Dekigioto(96/5/4)
昼御飯を寮で食べた後、天気も良さそうなので不意に鎌倉へ行きたくなった。
昼のニュースで鎌倉で大きなボタンの花が見られるというのが耳についていたからだと思う。
追浜から京急に乗り、次駅の金沢八景駅で逗子線に乗り換えた。
追浜に住んで4年が経つが逗子線に乗るのはこれが初めてだ。
逗子でJRに乗り換え、鎌倉へ、
追浜から鎌倉はあまり遠くないけど、電車を乗り継ぐとやはり面倒くさい。夜中に車で
何度か鎌倉を通過したことがあるが、そのときはあまりに近いので驚いた記憶がある。
最初に通った時はデジャビューを起こした。京都にいるような錯覚をしたのだ。
それから3年ほど経つが、今日、ようやく鎌倉見物にいくことができた。
目的地はあらかじめ決まっていた。昼間のニュースでやっていたボタンの花も
魅力だったが、目当ては大仏と文学館である。
大仏は原田知世が主演していた「早春物語」でのシーンを思い出したからであるし、
文学館は鎌倉の観光案内に載っていた写真を見て、見に行くことを決めた。
鎌倉へ着いての第一印象はとにかく人が多い。江ノ電の切符を買うのにあんなに並ぶとは
思いもしなかった。GWだからある程度想像していたがあそこまでひどいとは思いもしな
かった。気楽に散策とは行かないまでものんびりとすることができるという願いはこの時点で
夢と終わった。
観光シーズンの京都へも何度か足を運んだかあそこまで人は多くない。やはり、都心から
近いから手軽な観光地になるのであろう。まさに、原宿の竹下通りを歩いているような
混み具合である。
江ノ電で長谷まで行ってそこから10分程度歩くと大仏がある高徳寺に着く。
拝観料200円也を払い中に入るわけであるが、ここにも長蛇の列があった。やっとの思いで
中に入ると中は人が多いものの以外と広々としていた。でも、何か自分の中にあるイメージと違う。

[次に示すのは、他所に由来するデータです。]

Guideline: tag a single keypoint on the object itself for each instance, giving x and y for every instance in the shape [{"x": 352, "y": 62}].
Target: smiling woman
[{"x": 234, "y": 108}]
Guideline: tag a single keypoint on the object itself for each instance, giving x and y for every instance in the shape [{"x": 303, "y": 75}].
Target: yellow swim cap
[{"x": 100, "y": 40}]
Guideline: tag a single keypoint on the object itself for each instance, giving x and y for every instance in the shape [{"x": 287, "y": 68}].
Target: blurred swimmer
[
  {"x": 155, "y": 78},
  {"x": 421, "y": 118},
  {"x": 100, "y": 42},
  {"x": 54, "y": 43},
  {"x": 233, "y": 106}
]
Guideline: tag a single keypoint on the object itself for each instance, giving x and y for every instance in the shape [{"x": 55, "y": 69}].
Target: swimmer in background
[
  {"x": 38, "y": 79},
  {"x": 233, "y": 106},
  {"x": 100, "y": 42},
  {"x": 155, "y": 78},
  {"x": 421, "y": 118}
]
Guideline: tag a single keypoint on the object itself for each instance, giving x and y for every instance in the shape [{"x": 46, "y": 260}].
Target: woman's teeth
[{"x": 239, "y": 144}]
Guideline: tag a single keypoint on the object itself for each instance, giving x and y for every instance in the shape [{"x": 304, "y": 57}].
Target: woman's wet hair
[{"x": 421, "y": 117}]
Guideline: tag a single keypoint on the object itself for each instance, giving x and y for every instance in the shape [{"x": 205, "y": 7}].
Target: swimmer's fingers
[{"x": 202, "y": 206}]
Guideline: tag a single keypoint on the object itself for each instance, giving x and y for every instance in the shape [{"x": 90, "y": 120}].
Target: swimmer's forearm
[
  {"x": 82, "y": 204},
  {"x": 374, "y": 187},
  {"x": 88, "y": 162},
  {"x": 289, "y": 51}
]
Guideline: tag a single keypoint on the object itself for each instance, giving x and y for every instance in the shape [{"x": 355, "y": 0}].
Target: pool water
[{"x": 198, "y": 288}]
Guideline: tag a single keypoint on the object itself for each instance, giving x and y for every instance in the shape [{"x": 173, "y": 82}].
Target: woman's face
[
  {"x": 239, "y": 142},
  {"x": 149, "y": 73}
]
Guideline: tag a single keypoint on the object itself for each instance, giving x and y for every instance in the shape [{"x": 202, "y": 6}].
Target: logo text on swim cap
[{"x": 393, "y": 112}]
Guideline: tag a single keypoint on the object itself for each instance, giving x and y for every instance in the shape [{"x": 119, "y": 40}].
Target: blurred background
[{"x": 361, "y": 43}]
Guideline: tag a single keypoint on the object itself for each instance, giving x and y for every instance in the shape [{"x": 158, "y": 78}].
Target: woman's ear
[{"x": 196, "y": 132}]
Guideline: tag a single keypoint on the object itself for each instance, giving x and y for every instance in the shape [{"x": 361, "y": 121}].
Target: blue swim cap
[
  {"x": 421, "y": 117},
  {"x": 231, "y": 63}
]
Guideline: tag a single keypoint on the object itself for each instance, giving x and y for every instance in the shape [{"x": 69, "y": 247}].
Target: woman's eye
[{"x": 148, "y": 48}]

参道が短いのである。入り口から4、50mのところに大仏様が鎮座している。僕の
イメージでは参道はゆうに100mはあったのである。
まあ、人のイメージなんてそんなものだろう。映画やテレビのワンシーンや観光案内、絵はがき
で作られた疑似体験の世界だから現実と全く同じ訳はないのである。自分勝手な解釈に納得して
15、6分大仏の周りをしげしげと見渡した。大仏の裏へ回って、急に現実の世界に引き戻される。
背中に窓(?)が二つ、大きく開いているのである。中が空洞になっているから
そのための空気穴なのか。それとも中に入ることでもできるのか。いずれにせよこの大仏も所詮
作り物と我に帰させてしまった。
大仏を後にして文学館へ向かった。
文学館は一転して観光客は少なかった。それなりに人はいたがまばらであった。
たぶん、この建物もどこで見たことがある。それは映画の中か雑誌に載っていた写真かは
定かではないが、見たことがある。
前庭は広々とした芝生の庭ではシートを広げている家族や寝転がりながらひなたぼっこをする
カップルなど思い思いにくつろいでいる。
時間が許せば今日みたいなのどかな日は1日でもこういうところでのんびりしたいものだ。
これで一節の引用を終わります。